I think that use case is also related to https://github.com/TuringLang/AbstractMCMC.jl/issues/109.

The annoying part about handling it in step is that every sampler package has to adjust for it. I wonder if it would be sufficient to handle it in bundle_samples and pass it there, together with e.g. the final state. This seems sufficient if one uses sample. And if one uses the iterator or transducer, one handles states, RNG etc. manually anyway, so saving the RNG should be trivial?

yebai commented 1 year ago

I wonder if it would be sufficient to handle it in bundle_samples and pass it there, together with e.g. the final state.

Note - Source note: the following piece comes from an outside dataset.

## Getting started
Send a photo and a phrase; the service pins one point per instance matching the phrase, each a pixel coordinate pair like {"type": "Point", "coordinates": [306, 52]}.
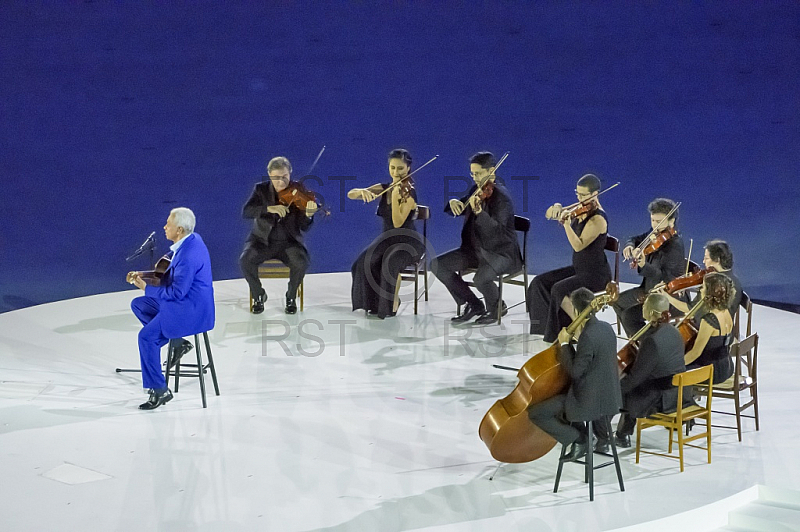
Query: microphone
{"type": "Point", "coordinates": [149, 242]}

That could work well. We can treat these rng states as meta information and store them in chains, possibly together with other sampler states (e.g. HMC preconditioning matrix, leapfrog step size).

yebai commented 1 year ago

Related https://github.com/TuringLang/AdvancedHMC.jl/issues/314

Cc @JaimeRZP maybe we can switch to non-mutating rng, then update AbstractMCMC.step to return the new rng state.